The Wall Street Journal:
Zenefits Lays Off Another 9% of Staff
Zenefits on Tuesday said it is laying off another 9% of its staff, the latest restructuring by the once highflying health-benefits broker that is reeling from regulatory issues and missed sales targets. In an email to staff Tuesday morning, Chief Executive David Sacks said Zenefits would let go 106 employees. That figure includes 61 people in the company’s Arizona sales office, which is being shut down, and 45 others, mostly from the company’s operations team. (Winkler, 6/14)
Kaiser Health News:
Screen Flashes And Pop-Up Reminders: ‘Alert Fatigue’ Spreads Through Medicine
Some people receive constant reminders on their personal smartphones: birthdays, anniversaries, doctor's appointments, social engagements. At work, their computers prompt them to meet deadlines, attend meetings and have lunch with the boss.

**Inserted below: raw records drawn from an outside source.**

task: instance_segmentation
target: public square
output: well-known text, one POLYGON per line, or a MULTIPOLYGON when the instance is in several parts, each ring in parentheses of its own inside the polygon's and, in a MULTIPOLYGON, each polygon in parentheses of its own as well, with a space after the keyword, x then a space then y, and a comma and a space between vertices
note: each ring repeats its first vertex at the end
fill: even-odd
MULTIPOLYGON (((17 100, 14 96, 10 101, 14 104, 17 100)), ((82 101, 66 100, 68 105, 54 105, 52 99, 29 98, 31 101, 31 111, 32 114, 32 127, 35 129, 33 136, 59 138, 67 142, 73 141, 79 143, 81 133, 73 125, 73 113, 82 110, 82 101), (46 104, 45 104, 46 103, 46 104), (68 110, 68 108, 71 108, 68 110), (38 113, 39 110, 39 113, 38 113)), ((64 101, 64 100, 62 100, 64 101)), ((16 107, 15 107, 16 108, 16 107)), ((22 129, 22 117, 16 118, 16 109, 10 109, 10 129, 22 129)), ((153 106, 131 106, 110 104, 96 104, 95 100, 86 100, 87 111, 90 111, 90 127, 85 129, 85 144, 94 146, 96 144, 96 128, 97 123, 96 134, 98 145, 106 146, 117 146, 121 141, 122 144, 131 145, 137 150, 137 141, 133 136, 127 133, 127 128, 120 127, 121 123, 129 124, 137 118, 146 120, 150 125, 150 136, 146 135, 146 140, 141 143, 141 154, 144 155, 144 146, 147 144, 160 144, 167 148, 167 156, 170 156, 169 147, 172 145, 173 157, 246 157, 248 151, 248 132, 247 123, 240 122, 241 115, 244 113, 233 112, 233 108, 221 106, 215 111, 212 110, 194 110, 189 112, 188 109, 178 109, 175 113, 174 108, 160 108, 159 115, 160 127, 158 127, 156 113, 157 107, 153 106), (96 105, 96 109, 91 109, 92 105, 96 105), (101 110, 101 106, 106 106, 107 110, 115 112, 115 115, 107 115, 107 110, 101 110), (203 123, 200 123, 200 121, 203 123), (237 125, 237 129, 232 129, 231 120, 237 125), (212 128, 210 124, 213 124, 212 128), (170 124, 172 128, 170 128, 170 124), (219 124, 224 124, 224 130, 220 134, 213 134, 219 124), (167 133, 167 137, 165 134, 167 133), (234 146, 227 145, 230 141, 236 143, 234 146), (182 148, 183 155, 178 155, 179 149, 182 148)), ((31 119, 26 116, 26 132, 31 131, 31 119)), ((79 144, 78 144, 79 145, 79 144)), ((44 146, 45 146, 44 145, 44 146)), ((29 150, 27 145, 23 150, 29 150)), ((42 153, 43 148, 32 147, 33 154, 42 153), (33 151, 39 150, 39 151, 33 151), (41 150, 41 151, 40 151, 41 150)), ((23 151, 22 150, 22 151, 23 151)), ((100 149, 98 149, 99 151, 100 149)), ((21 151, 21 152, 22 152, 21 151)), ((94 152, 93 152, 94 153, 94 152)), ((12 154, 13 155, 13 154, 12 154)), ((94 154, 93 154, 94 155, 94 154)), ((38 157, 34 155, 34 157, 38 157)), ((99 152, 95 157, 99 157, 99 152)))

Prodding here and pinging there, these pop-up interruptions can turn into noise to be ignored instead of helpful nudges. Something similar is happening to doctors, nurses and pharmacists. And when they're hit with too much information, the result can be a health hazard. The electronic patient records that the federal government has been pushing -- in an effort to coordinate health care and reduce mistakes -- come with a host of bells and whistles that may be doing the opposite in some cases. What's the problem? It's called alert fatigue. (Luthra, 6/15)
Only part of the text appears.